Amid a historic influx of migrants, Lincy struggles to find legal representation for her asylum application. Asylum is protection granted by host countries to individuals fleeing harm or a well-founded fear of persecution based on one of five protected grounds: race, religion, nationality, political opinion, and membership in a particular social group (the breadth of this last category has sparked heated debate). While the U.S. has historically granted a high number of refugees and asylees annually, in 2024, it instituted a new policy limiting access to asylum, barring applicants from seeking it unless they present at an official border crossing or have advance authorization.
A person seeking asylum must demonstrate that he or she suffered past persecution on the basis of one of these five grounds and that he or she has a well-founded fear of future persecution. Unlike criminal defendants, immigration court litigants are not entitled to government-appointed attorneys. Thus, many people who seek asylum do so without a lawyer, and many are detained for years while their cases await adjudication.

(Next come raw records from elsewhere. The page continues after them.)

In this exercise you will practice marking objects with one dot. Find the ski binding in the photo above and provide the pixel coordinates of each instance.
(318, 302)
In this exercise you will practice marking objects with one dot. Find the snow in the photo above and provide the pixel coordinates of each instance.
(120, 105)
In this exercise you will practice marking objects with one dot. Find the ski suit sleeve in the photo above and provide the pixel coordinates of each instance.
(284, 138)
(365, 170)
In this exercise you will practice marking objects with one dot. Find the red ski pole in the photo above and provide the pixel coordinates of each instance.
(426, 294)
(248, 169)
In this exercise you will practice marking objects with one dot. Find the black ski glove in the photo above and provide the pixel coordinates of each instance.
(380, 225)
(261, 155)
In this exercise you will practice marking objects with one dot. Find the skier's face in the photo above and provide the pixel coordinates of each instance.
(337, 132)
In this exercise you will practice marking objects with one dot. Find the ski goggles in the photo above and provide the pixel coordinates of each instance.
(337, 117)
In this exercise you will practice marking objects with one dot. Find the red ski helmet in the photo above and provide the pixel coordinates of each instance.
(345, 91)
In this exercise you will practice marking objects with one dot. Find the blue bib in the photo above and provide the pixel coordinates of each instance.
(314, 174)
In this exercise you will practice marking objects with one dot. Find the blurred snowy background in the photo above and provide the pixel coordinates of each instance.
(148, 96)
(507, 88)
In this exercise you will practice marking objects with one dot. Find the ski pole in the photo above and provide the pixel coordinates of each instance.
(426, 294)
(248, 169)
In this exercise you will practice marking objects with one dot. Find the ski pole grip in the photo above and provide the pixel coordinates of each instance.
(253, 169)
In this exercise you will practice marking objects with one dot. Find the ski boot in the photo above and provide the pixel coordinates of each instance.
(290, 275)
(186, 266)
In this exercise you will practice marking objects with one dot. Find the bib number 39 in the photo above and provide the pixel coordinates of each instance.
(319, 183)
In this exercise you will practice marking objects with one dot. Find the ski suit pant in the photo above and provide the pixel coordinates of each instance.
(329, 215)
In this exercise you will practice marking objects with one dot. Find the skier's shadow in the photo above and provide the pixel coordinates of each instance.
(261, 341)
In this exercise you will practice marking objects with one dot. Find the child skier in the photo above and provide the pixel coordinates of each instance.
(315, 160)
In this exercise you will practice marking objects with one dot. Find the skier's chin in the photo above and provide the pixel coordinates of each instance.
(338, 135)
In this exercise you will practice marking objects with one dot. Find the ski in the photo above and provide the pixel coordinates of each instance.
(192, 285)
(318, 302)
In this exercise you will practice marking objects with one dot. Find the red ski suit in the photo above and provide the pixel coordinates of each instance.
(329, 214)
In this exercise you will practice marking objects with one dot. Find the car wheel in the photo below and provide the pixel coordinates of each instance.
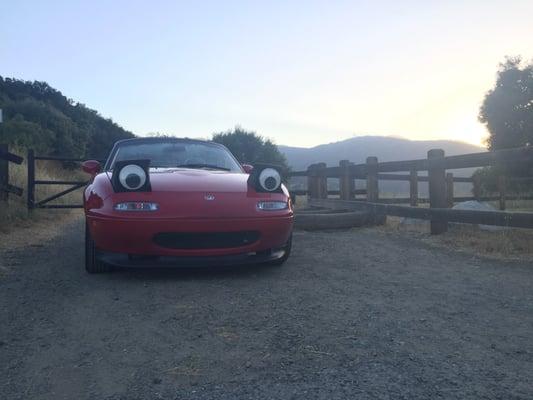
(92, 264)
(288, 246)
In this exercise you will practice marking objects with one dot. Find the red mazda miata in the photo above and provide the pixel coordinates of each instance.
(183, 202)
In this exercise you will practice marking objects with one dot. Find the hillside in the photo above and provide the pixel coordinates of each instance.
(40, 117)
(358, 148)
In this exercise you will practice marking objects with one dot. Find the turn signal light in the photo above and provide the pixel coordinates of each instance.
(272, 205)
(136, 206)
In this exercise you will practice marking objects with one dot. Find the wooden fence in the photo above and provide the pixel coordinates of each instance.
(5, 187)
(441, 187)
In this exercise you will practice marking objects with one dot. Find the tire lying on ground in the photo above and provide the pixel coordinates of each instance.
(319, 219)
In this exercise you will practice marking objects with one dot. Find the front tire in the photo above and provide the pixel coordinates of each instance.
(92, 264)
(285, 257)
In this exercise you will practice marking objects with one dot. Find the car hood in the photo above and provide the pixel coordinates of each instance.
(197, 180)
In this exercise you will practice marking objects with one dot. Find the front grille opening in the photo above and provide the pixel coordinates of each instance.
(205, 240)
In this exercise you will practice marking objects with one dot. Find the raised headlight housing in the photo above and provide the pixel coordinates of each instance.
(265, 178)
(131, 176)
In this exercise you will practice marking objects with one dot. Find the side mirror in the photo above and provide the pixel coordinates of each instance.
(92, 167)
(248, 168)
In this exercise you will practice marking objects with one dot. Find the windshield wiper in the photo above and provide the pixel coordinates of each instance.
(200, 166)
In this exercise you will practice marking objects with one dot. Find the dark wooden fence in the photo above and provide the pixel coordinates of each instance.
(441, 187)
(32, 203)
(5, 187)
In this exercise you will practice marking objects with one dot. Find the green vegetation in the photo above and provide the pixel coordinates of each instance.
(248, 147)
(40, 117)
(507, 112)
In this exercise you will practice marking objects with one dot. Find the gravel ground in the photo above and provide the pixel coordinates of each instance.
(360, 314)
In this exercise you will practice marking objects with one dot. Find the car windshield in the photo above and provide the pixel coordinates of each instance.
(177, 154)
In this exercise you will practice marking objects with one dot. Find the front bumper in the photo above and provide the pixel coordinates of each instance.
(135, 236)
(125, 260)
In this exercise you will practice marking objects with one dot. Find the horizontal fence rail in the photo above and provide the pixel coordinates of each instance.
(498, 218)
(33, 182)
(440, 184)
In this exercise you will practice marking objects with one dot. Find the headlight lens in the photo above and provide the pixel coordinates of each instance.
(272, 205)
(132, 177)
(269, 179)
(136, 206)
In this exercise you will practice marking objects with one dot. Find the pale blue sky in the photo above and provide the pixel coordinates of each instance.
(300, 72)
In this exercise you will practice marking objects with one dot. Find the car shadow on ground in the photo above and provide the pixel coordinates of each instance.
(197, 273)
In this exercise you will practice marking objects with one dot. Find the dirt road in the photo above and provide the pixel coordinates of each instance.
(357, 314)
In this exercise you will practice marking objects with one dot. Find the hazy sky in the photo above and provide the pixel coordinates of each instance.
(300, 72)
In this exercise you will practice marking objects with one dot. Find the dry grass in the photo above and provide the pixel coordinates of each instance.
(500, 243)
(16, 215)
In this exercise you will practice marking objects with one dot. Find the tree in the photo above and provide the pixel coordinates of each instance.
(40, 117)
(507, 109)
(248, 147)
(507, 112)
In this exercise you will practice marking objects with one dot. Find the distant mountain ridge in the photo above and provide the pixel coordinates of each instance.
(357, 149)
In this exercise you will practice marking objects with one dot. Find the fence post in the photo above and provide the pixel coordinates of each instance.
(372, 187)
(346, 181)
(4, 174)
(413, 187)
(476, 187)
(437, 187)
(311, 182)
(502, 186)
(31, 180)
(322, 181)
(449, 189)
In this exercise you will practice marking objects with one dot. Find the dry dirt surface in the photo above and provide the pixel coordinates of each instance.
(359, 314)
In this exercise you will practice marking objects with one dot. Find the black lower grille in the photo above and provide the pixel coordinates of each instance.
(205, 240)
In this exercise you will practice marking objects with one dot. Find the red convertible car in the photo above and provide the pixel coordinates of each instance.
(183, 202)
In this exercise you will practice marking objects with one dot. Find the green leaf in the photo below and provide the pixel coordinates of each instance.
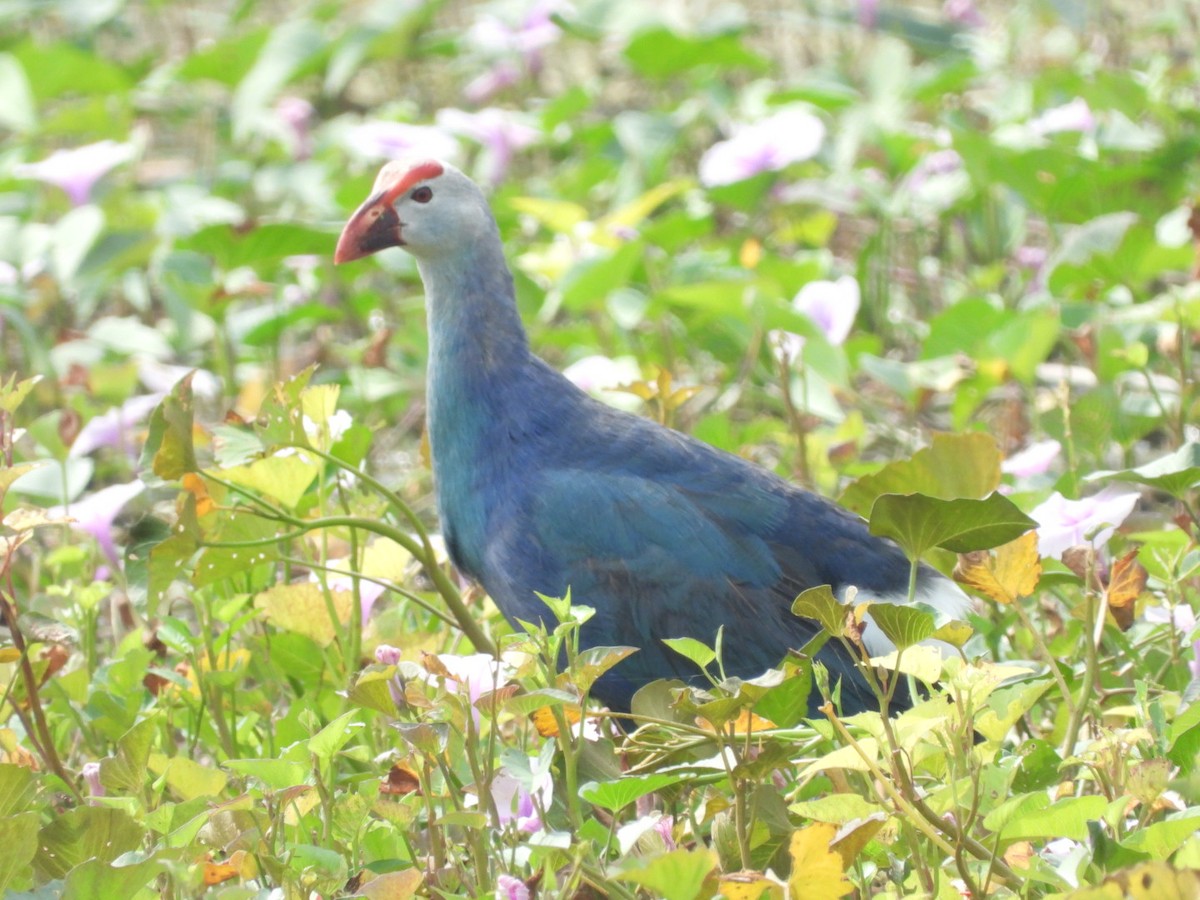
(17, 113)
(372, 690)
(274, 774)
(594, 277)
(904, 625)
(594, 663)
(282, 478)
(18, 844)
(189, 779)
(659, 53)
(125, 772)
(85, 833)
(262, 246)
(334, 736)
(292, 43)
(615, 796)
(787, 702)
(168, 450)
(1162, 839)
(1175, 473)
(953, 466)
(1033, 816)
(678, 875)
(820, 604)
(918, 522)
(96, 879)
(690, 648)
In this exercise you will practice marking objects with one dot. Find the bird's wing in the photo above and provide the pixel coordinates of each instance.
(660, 559)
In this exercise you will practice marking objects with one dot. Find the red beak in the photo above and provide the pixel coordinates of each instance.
(375, 226)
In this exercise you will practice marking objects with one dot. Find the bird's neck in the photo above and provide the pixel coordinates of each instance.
(479, 360)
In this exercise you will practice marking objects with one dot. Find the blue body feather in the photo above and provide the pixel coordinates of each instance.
(541, 489)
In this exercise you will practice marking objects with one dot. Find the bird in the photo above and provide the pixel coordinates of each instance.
(544, 490)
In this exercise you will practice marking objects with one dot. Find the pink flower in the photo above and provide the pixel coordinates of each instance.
(501, 132)
(515, 802)
(963, 12)
(939, 162)
(77, 171)
(387, 654)
(297, 114)
(832, 305)
(114, 427)
(1065, 523)
(509, 888)
(768, 145)
(1033, 460)
(1075, 115)
(1030, 257)
(535, 31)
(478, 672)
(96, 513)
(379, 139)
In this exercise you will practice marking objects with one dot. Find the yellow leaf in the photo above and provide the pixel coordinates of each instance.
(749, 886)
(1008, 573)
(281, 478)
(393, 886)
(385, 559)
(747, 721)
(1146, 881)
(817, 871)
(750, 253)
(547, 725)
(300, 607)
(318, 402)
(1126, 583)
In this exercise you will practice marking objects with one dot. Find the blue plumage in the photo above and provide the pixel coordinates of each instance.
(541, 489)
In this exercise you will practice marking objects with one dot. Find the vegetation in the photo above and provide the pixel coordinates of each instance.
(937, 262)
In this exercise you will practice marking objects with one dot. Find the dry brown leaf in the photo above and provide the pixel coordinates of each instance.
(1126, 583)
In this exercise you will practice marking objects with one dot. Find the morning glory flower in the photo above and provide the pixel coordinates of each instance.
(1035, 460)
(498, 131)
(96, 513)
(78, 169)
(1075, 115)
(378, 139)
(509, 888)
(1065, 523)
(90, 773)
(515, 803)
(114, 427)
(768, 145)
(831, 305)
(297, 115)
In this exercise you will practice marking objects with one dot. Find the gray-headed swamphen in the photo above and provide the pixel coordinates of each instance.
(541, 489)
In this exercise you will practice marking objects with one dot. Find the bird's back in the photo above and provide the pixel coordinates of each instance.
(666, 537)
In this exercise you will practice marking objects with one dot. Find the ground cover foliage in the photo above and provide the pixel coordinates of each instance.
(939, 262)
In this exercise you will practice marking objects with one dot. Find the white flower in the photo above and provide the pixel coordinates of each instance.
(1065, 523)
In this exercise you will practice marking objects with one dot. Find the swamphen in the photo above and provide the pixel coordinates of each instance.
(541, 489)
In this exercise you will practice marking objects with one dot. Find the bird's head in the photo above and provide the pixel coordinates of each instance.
(426, 207)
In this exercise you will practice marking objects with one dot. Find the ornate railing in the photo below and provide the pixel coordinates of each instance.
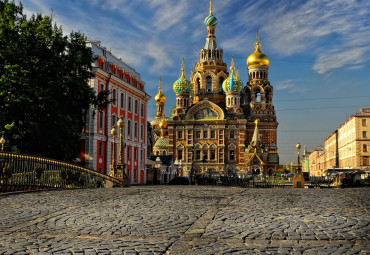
(26, 172)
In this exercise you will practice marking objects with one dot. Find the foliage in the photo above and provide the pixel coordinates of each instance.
(44, 88)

The BIA has ruled that individuals must meet both the subjective and objective components of the well-founded fear standard. For example, the BIA has held that robbery and other forms of extortion will only satisfy the objective component if they are part of a pattern of persecution or are so severe as to render the individual unable to live in society. Similarly, in Karouni v. Gonzalez, a gay man from Mexico was found not to qualify for asylum because the BIA did not believe that incidents in which police called him immoral and extorted money while beating him up by yelling “faggot” constituted a pattern of persecution.